The so-called Syrian Observatory for Human Rights said on Wednesday that the Turkish reinforcements had entered Syrian soil over the last 24 hours and headed in the direction of the town of A’zaz, which has been seized by Ankara-backed militants.
The regions to the south of the town are currently in the hands of the Kurdish People’s Protection Units (YPG).
The observatory said the fresh Turkish deployments are aimed at bolstering Turkish forces who plan to launch an offensive against the YPG which Ankara deems as the Syrian branch of the militant Kurdistan Workers’ Party (PKK), which has been battling to establish an autonomous region inside Turkey since 1984.
“Turkish forces are now inside Syria… the forces are huge reinforcements that have been entering since last night,” said a member of one the militant groups backed by Turkey.
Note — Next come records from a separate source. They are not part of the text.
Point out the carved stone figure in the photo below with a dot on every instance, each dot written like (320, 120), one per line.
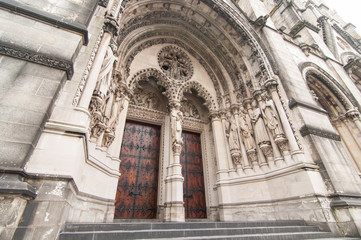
(260, 131)
(176, 117)
(246, 131)
(271, 119)
(105, 75)
(117, 107)
(189, 110)
(175, 63)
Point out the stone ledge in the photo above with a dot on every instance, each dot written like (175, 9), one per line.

The YPG is currently the dominant force behind the so-called Syrian Democratic Forces (SDF) currently engaged in operations aimed at liberating Raqqah – Daesh’s remaining stronghold in Syria.
In August 2016, Turkey began a unilateral military intervention in northern Syria, code-named Operation Euphrates Shield, sending tanks and warplanes across the border. Ankara claimed that its military campaign was aimed at pushing Daesh from Turkey’s border with Syria and stopping the advance of Kurdish forces, who were themselves fighting Daesh.
Turkey officially ended its military campaign in northern Syria in March 2017 but did not rule out the possibility of yet another act of military intervention inside Syria, which has been gripped by deadly foreign-sponsored militancy since 2011.